Silent Abandonment in Text-Based Contact Centers: Identifying, Quantifying, and Mitigating its Operational Impacts

Abstract

In the quest to improve services, companies offer customers the option to interact with agents via texting. Such contact centers face unique challenges compared to traditional call centers, as measuring customer experience proxies like abandonment and patience involves uncertainty. A key source of this uncertainty is silent abandonment, where customers leave without notifying the system, wasting agent time and leaving their status unclear. Silent abandonment also obscures whether a customer was served or left. Our goals are to measure the magnitude of silent abandonment and mitigate its effects.
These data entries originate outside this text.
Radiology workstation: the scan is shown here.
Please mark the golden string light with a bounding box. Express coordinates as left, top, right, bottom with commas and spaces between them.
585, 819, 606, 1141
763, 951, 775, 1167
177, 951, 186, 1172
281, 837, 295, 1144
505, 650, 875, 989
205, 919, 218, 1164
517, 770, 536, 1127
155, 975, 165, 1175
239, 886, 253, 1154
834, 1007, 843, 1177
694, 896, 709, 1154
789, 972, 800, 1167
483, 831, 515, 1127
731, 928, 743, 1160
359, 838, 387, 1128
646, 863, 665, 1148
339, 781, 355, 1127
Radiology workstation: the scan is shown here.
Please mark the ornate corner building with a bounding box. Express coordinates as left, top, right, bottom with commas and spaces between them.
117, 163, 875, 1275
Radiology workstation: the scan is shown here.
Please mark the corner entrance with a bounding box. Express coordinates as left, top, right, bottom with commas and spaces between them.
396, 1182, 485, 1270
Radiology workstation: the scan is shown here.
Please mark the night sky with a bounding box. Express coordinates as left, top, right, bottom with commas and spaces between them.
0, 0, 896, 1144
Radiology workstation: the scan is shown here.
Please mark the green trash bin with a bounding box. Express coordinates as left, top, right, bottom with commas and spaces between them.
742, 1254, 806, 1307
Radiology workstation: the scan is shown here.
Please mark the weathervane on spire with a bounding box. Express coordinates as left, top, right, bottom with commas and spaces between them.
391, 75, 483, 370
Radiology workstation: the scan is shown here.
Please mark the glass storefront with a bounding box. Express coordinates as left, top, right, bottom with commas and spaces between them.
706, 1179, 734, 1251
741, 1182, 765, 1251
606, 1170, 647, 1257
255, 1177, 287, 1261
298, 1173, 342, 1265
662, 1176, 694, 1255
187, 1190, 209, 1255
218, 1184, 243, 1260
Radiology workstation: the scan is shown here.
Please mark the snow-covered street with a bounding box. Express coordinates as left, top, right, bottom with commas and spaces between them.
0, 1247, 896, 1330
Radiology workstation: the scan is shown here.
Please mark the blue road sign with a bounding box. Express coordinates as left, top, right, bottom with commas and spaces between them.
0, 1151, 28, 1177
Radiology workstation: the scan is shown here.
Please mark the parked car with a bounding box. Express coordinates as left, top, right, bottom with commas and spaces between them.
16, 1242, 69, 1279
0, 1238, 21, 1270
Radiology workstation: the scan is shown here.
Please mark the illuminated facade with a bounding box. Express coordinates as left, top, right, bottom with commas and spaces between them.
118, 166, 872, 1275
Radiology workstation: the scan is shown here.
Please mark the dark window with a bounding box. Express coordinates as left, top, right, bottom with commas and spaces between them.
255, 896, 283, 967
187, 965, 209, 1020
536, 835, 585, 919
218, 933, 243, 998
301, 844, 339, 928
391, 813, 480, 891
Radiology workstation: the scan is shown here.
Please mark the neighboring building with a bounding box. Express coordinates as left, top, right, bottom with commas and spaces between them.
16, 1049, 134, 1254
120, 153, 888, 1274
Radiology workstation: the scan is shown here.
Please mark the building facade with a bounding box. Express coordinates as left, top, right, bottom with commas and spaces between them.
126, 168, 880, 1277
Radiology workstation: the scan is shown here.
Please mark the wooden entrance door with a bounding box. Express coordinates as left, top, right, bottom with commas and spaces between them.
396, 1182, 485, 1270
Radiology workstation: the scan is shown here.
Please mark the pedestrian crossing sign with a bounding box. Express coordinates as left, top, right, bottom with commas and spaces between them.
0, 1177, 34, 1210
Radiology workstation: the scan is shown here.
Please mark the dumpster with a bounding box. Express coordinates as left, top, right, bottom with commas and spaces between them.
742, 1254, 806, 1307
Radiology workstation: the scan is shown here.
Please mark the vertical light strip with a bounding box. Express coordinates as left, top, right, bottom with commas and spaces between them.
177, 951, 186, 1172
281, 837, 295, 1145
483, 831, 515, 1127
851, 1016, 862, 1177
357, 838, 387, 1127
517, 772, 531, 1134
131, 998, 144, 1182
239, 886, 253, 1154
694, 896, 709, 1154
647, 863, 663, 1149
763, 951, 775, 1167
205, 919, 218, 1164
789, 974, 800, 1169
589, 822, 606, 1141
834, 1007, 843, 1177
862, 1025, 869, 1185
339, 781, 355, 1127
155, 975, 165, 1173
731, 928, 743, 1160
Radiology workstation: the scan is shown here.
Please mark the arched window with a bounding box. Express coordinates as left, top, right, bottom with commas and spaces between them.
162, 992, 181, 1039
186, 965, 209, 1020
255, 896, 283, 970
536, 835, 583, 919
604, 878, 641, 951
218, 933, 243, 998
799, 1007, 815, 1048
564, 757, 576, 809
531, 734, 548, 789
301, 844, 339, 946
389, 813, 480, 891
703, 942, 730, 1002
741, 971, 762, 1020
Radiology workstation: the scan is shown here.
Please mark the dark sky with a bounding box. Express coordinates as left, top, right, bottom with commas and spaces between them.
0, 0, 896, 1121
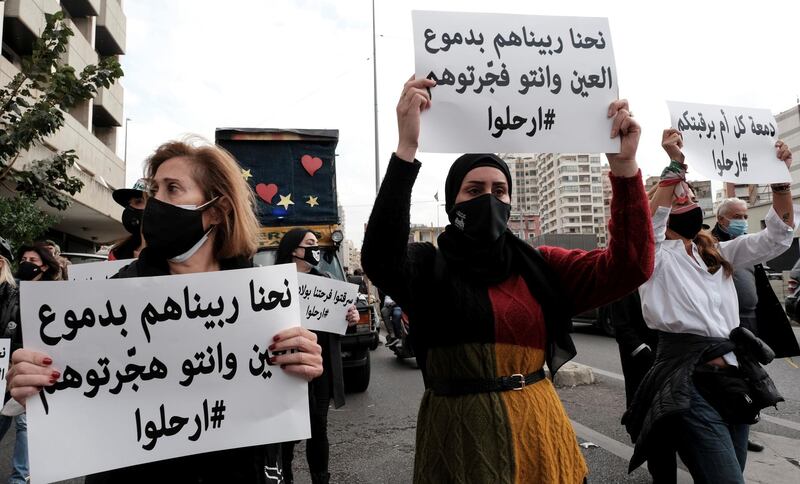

Classification models show that 3%-70% of customers across 17 companies abandon silently. In one study, 71.3% of abandoning customers did so silently, reducing agent efficiency by 3.2% and system capacity by 15.3%, incurring $5,457 in annual costs per agent. We develop an expectation-maximization (EM) algorithm to estimate customer patience under uncertainty and identify influencing covariates. We find that companies should use classification models to estimate abandonment scope and our EM algorithm to assess patience. We suggest strategies to operationally mitigate the impact of silent abandonment by predicting suspected silent-abandonment behavior or changing service design. Specifically, we show that while allowing customers to write while waiting in the queue creates a missing data challenge, it also significantly increases patience and reduces service time, leading to reduced abandonment and lower staffing requirements.